By Billy Lee Heywood
Blogging is for idiots. And it can kill you. So be careful. I write this more as a public service announcement than to any commitment at all to blogging, or to the people who read blogs (my beloved target audience, I suppose).
One has to wonder, how did we ever get by without blogging, and who in THE HELL thought up the name “BLOG”. Ok, I’m paid to be a tech geek and know that a blog is a “weblog” without the “we”. I’m embarrassed that I know that. Or maybe I didn’t. Maybe I looked it up on Wikipedia, another huge waste of cosmic energy. Aside: great quote about Wikipedia from The Office - Michael Scott (the boss) says he loves Wikipedia because “it’s a place on the internet where anyone, anywhere can add content … so you know it’s accurate.” But I digress.
I’m 42 years old. When I was a kid, my dad would leave for work at 6:30 in the morning, take a 30 minute bus ride from NJ to NYC, and come home from work everyday at 5:20. For 30 years. Never had to work late. Except one time, I think in 1979, when all the lights went out in NYC, in some huge power outage. He only got out early for my baseball games, lacrosse games, or my sister’s dance class. Not a lot.

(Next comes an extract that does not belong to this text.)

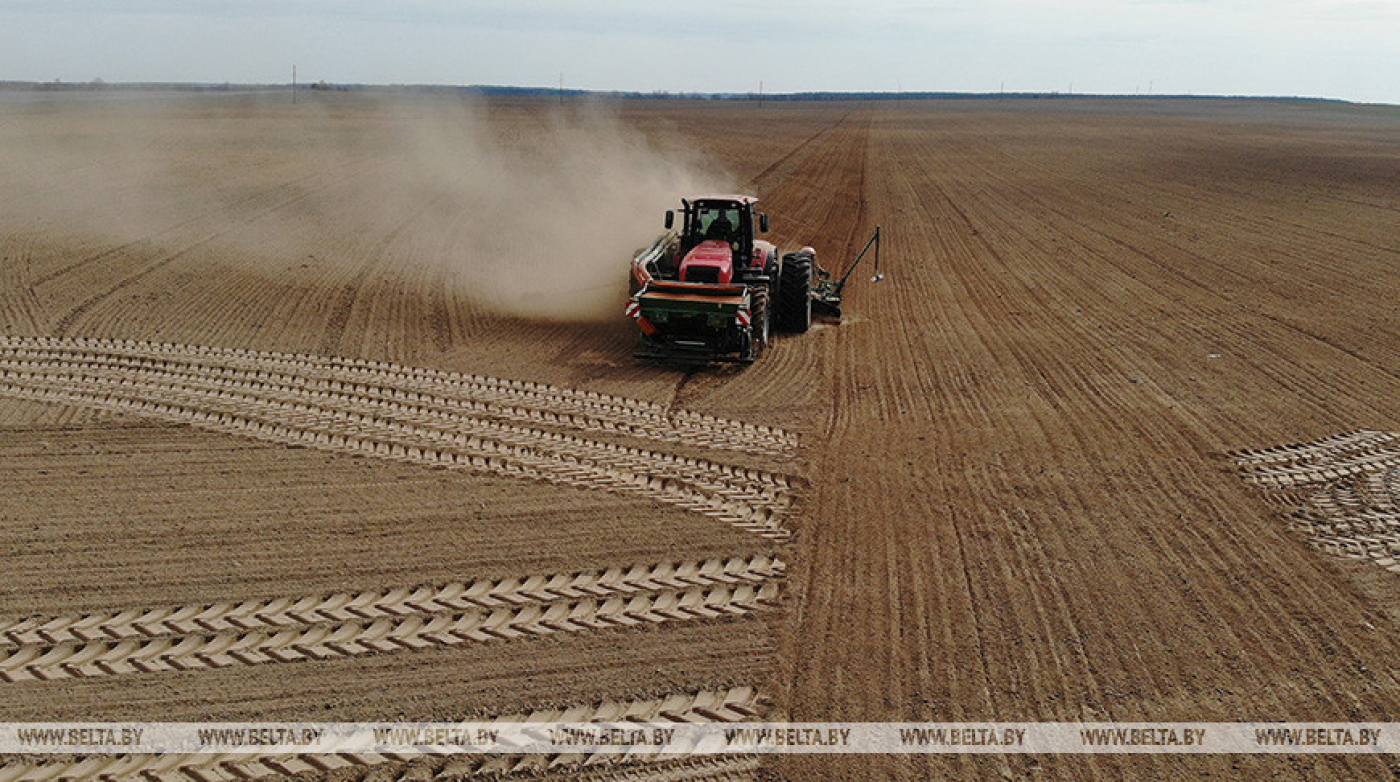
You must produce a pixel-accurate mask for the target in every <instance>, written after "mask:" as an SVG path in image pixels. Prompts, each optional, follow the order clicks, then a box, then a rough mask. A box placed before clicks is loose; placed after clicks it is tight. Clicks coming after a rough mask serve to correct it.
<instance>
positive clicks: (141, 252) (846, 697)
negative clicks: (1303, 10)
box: [0, 94, 1400, 779]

Every day, we’d eat dinner at 5:30. We’d clean up at 6:00. Then he’d go outside if the weather permitted, rake something, trim something, cut something, build something, or throw something away. And our property was only 50 X 100 feet. That’s not big; go ahead and measure it. And I don’t mean go to GoogleEarth and extrapolate a satellite image to figure out scale and so forth. I mean go and get a 12 inch wooden ruler with a steel edge, and flip it end over end fifty times to understand the frontage of our property. Double it, and that’s the depth. So that’s the size of the property. Not big at all. But plenty to keep him busy. In bad weather, he’d go to the basement, smoke a pipe (Captain Black tobacco), and work on a craft, or fix something that was broken, usually by me. Either inside or outside for the evening, he’d end up in the kitchen around 8:00 cutting up some fruit. He’d eat the fruit while reading the paper on the couch. He’d watch discovery channel, history channel, or a cop show. No sitcoms. Not down with the sitcoms. Up for a quick shower and to bed sometime before 11:00. Next day, repeat process. Weekends were for kids. This is how it was, and it wasn’t bad.
So what’s my point? Oh, right. My point. How could blogging have made this any better? It couldn’t. How could it have made it worse? Well, he was reading the NY Times, which has well-respected journalists who write coherent, well-researched, thought-provoking articles. High-end highly-educated editors review the work before it hits the presses. As for a blog? Not so much. I could be (and probably am) an idiot. There’s a good chance that if anyone takes the time to edit this, they can very likely be an even bigger idiot. Which supports my first argument: blogging is for idiots.
What’s my other point? What if dad didn’t spend all of that time outside in the fresh air, exercising his hands and body with physical labor? Clearing his head of the stresses of the day (mechanical engineers need to do that). He would not have been in nearly as good of physical shape as he was. He was strong enough to work full-time, take care of a house, raise two kids, and live long enough to see all four grandchildren. If he had spent his time blogging, one has to wonder how his health would have turned out. It may be a leap to say that blogging could actually kill you, but I can say with complete certainty that sitting around excessively blogging will make you obese, foul-smelling, and eventually diabetic (I have no actual references, but I’m sure it’s true).
Ok, so I’m manic. I’m writing my first blog and I use wikipedia and I occasionally use a cell phone, but I truly think they’re all stupid. I’m a paradox. An enigma. I’m inconsistent and ambiguous. But I remain steadfast that blogging is for idiots. iPods too. Don’t get me started on iPods.